Oregon Vacation Rentals: See Real Ghost Town’s
Each Oregon vacation rentals area is located near a real live Western ghost-town. These little abandoned gold mining or lumber communities are often nestled away from main roads, and most are just waiting for adventurous tourists to come nose around in the ruins. Oregon is the ghost-town capitol of America; more abandoned mining communities than anywhere else in the States.
Every little Oregon vacation rentals area ghost-town has its own story to tell. Often, the inhabitants were just like tourists, moving into these towns quickly, and then back out again, while trying their luck at mining or lumber. In recent years some Oregon vacation rentals ghost-towns are attempting to be tourist towns with lodging, stores, or a museum; for the most part though, when you go to see a ghost-town, plan to bring your own sodas.
There are some rules that govern over Oregon vacation rentals ghost-town areas that you need to be aware of before racing off hoping to find riches: do not try to take anything home with you. Oregon State law allows you to pick up one single arrowhead if you see any – after that, there are stiff fines for moving any artifact off of federal, state, public, or private lands. Right! Even with the landowners permission you may not touch artifacts in the State or Oregon without written permission from the government to do so.
Oregon vacation rentals area ghost-town artifact laws cover the whole state. Tourists who enjoy shopping at antique stores need to get a notarized certificate of origin for any object dated prior to about 1935 to be in compliance with the laws if the item looks like it might have come from the Oregon days of old. Most Oregon antique stores completely ignore these laws, and most tourists never have any problems with these laws; ghost-town looters and grave site robbers do have problems with these laws: Big Problems!
While exploring the scenery of a ghost-town located near your Oregon vacation rentals area, you may want to try to get a photograph of a beaver sitting on top of his dam of logs in an Oregon waterway. Oregon is called the beaver state, and many of the old mining town sites are located near water. If the ghost-town you are visiting is an old gold-mining town, it is sometimes fun to let the children try panning for gold at the water’s edge with an adult supervisor and a Frisbee.
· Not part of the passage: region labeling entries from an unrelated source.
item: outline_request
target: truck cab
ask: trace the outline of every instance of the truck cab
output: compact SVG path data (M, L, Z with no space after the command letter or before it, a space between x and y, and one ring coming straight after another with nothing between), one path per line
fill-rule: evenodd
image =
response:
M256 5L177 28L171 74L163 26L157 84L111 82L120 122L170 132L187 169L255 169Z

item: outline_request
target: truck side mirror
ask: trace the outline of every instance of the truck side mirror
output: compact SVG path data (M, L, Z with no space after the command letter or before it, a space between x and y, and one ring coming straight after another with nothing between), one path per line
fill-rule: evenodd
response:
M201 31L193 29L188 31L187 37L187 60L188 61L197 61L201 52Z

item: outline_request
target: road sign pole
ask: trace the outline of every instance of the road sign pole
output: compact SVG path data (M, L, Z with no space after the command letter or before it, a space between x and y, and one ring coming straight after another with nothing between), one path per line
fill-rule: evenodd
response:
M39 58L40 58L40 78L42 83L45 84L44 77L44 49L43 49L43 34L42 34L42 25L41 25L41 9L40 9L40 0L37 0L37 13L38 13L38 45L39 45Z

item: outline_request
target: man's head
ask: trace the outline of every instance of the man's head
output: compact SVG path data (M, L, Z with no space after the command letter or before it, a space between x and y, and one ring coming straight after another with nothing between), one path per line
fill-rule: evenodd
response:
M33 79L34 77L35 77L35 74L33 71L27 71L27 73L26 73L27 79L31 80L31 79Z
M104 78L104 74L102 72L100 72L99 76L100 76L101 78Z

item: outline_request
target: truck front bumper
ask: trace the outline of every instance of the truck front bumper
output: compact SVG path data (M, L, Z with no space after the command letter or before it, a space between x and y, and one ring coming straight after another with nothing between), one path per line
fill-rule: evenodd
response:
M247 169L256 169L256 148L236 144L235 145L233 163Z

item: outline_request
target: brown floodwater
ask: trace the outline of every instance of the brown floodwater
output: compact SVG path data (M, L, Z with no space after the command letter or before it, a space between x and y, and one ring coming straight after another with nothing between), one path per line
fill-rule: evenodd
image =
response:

Lots of tourists who visit the Oregon ghost-towns enjoy wandering through the old graveyards looking for unusual inscriptions on the tombstones. It is often possible to learn volumes about a town by watching for nationality, or dates died on the markers. In most early Western towns medical services were hard to come by; you can often learn the dates of epidemics by noticing multiple burials all near the same date.
Before heading off on your ghost-town adventure, remember to pack some long pants, comfortable closed walking shoes, and some snacks for your trip.